BAB 1
PENDAHULUAN
1.1.
Latar
Belakang
Mempelajari filsafat adalah sesuatu hal yang menarik dan
banyak didiskusikan di kalangan akademisi perguruan tinggi. Bukan tidak mungkin
dengan jalan berfilsafat kita akan dapat merubah dunia sesuai dengan keinginan
kita. Orang yang pertama memperkenalkan filsafat dalam pandangan barat diperkirakan muncul pada abad ke-7 Sebelum Masehi adalah
Thales di yunani sehingga digelar sebagai filosof.
Filsafat muncul ketika orang-orang mulai berpikir dan
berdiskusi akan keadaan alam, dunia, dan lingkungan disekitar mereka dan tidak
menggantungkan diri kepada agama lagi untuk mencari jawaban atas
pertanyaan-pertanyaan ini.
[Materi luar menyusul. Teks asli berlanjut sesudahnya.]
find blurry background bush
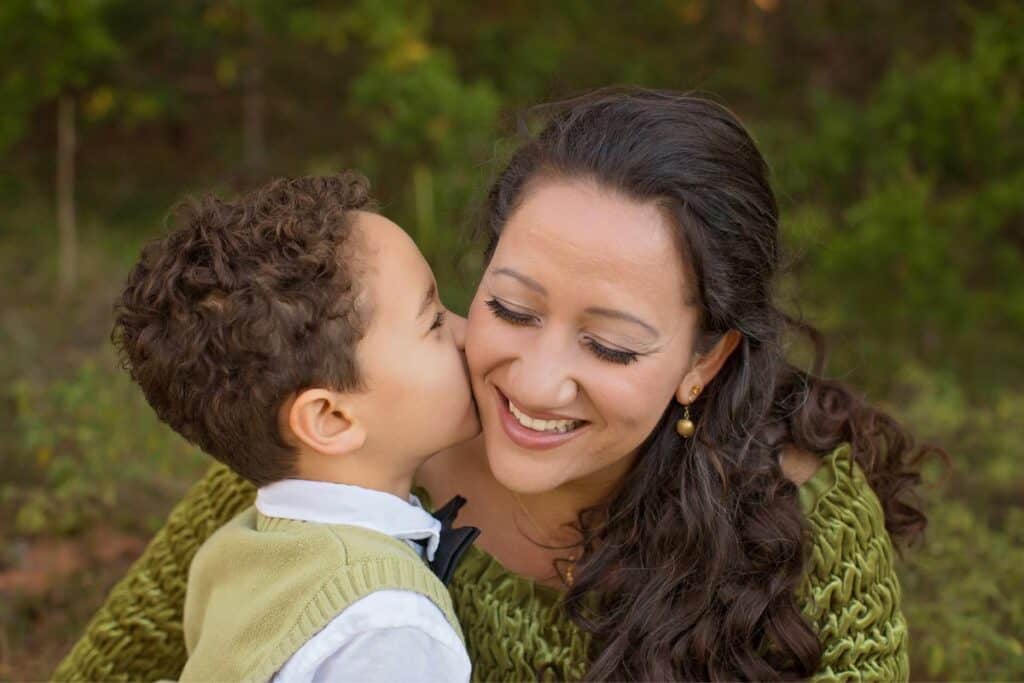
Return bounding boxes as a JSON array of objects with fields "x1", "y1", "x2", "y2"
[{"x1": 0, "y1": 0, "x2": 1024, "y2": 680}]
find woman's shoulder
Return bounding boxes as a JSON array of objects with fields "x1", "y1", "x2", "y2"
[{"x1": 800, "y1": 444, "x2": 908, "y2": 681}]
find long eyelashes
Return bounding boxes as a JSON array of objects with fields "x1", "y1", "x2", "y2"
[
  {"x1": 430, "y1": 310, "x2": 447, "y2": 332},
  {"x1": 584, "y1": 339, "x2": 639, "y2": 366},
  {"x1": 484, "y1": 299, "x2": 640, "y2": 366},
  {"x1": 486, "y1": 299, "x2": 534, "y2": 325}
]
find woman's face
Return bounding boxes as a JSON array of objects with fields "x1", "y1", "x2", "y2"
[{"x1": 466, "y1": 179, "x2": 697, "y2": 494}]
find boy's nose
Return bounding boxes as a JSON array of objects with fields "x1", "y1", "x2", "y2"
[{"x1": 449, "y1": 311, "x2": 466, "y2": 351}]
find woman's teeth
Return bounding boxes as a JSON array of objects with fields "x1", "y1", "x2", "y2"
[{"x1": 509, "y1": 400, "x2": 580, "y2": 433}]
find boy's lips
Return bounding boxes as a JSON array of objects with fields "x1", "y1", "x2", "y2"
[{"x1": 495, "y1": 387, "x2": 590, "y2": 451}]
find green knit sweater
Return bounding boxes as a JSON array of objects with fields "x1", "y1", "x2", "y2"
[
  {"x1": 54, "y1": 446, "x2": 909, "y2": 681},
  {"x1": 181, "y1": 507, "x2": 461, "y2": 682}
]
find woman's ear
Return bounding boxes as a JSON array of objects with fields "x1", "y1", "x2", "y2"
[
  {"x1": 288, "y1": 389, "x2": 367, "y2": 456},
  {"x1": 676, "y1": 330, "x2": 742, "y2": 405}
]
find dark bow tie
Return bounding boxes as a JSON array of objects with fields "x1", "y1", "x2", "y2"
[{"x1": 424, "y1": 496, "x2": 480, "y2": 586}]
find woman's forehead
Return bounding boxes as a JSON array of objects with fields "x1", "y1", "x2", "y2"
[{"x1": 492, "y1": 180, "x2": 684, "y2": 296}]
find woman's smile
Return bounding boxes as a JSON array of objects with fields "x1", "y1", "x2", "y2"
[{"x1": 495, "y1": 387, "x2": 589, "y2": 451}]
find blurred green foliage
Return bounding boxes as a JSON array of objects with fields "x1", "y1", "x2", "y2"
[{"x1": 0, "y1": 0, "x2": 1024, "y2": 680}]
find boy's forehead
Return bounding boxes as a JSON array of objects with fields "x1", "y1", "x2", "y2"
[{"x1": 355, "y1": 211, "x2": 432, "y2": 307}]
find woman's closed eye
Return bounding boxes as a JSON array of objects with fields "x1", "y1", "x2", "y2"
[
  {"x1": 430, "y1": 309, "x2": 447, "y2": 332},
  {"x1": 486, "y1": 299, "x2": 537, "y2": 325},
  {"x1": 584, "y1": 339, "x2": 640, "y2": 366},
  {"x1": 485, "y1": 299, "x2": 640, "y2": 366}
]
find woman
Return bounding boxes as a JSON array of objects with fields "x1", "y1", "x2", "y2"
[{"x1": 56, "y1": 91, "x2": 925, "y2": 680}]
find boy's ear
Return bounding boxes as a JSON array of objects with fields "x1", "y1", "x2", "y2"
[{"x1": 288, "y1": 389, "x2": 367, "y2": 456}]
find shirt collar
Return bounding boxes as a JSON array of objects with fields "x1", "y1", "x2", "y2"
[{"x1": 256, "y1": 479, "x2": 441, "y2": 561}]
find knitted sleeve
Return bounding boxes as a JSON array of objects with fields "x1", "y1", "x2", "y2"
[
  {"x1": 53, "y1": 464, "x2": 256, "y2": 681},
  {"x1": 801, "y1": 446, "x2": 910, "y2": 682}
]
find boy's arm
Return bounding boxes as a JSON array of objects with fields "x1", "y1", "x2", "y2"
[
  {"x1": 53, "y1": 464, "x2": 256, "y2": 681},
  {"x1": 272, "y1": 590, "x2": 470, "y2": 683}
]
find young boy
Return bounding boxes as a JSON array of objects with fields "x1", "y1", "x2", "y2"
[{"x1": 115, "y1": 173, "x2": 479, "y2": 682}]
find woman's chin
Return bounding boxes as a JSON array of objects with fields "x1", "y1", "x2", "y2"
[{"x1": 486, "y1": 443, "x2": 566, "y2": 496}]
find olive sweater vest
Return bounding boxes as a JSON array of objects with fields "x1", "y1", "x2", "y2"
[
  {"x1": 54, "y1": 445, "x2": 909, "y2": 683},
  {"x1": 181, "y1": 507, "x2": 462, "y2": 681}
]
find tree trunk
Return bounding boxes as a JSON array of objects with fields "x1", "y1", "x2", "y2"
[
  {"x1": 242, "y1": 34, "x2": 267, "y2": 182},
  {"x1": 56, "y1": 94, "x2": 78, "y2": 299}
]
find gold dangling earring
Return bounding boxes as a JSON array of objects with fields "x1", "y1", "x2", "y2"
[{"x1": 676, "y1": 384, "x2": 701, "y2": 438}]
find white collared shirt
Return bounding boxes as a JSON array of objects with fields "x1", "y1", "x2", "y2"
[{"x1": 256, "y1": 479, "x2": 470, "y2": 683}]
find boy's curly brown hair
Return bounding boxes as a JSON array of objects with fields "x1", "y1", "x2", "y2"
[{"x1": 112, "y1": 172, "x2": 374, "y2": 485}]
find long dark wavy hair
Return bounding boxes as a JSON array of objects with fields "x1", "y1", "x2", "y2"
[{"x1": 483, "y1": 89, "x2": 927, "y2": 680}]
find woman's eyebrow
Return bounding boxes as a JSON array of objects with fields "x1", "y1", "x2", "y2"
[
  {"x1": 583, "y1": 306, "x2": 660, "y2": 337},
  {"x1": 493, "y1": 268, "x2": 548, "y2": 296}
]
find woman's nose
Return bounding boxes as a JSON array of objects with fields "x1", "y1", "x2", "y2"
[
  {"x1": 449, "y1": 311, "x2": 466, "y2": 351},
  {"x1": 510, "y1": 345, "x2": 579, "y2": 411}
]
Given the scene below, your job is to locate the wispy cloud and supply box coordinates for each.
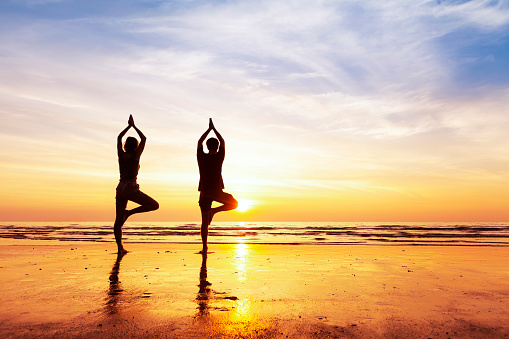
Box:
[0,0,509,220]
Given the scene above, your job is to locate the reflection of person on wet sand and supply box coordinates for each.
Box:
[196,252,212,316]
[105,252,125,314]
[196,119,239,252]
[114,115,159,253]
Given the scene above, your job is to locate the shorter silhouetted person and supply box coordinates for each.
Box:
[113,115,159,253]
[197,119,239,252]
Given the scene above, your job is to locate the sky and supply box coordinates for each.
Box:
[0,0,509,222]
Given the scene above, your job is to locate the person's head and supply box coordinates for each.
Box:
[207,138,219,153]
[124,137,138,152]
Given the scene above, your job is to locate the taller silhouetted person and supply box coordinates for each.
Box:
[196,119,239,253]
[113,115,159,254]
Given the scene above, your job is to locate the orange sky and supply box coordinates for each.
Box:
[0,1,509,222]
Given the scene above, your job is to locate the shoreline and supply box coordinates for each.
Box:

Banyak yang bertanya-tanya mengapa filsafat muncul
di yunani dan tidak di daerah yang beradab lain kala itu seperti Babilonia,
Yudea (Israel) atau Mesir. Jawabannya sederhana: di Yunani, tidak seperti di
daerah lain-lainnya, diyunani tidak ada kasta pendeta sehingga secara
intelektual orang lebih bebas berfikir dan berfikir tentang sesuatu.
Setelah Thales dari Mileta, sekarang di pesisir barat
Turki, terkenal pula filosofi-filosofi Yunani yang terbesar tentu saja ialah:
Socrates, Plato, dan Aristoteles. Socrates adalah guru Plato sedangkan
Aristoteles adalah murid Plato. Bahkan ada yang berpendapat bahwa sejarah
filsafat tidak lain hanyalah “komentar-komentar karya Plato belaka”. Hal ini
menunjukkan pengaruh Plato yang sangat besar pada sejarah filsafat.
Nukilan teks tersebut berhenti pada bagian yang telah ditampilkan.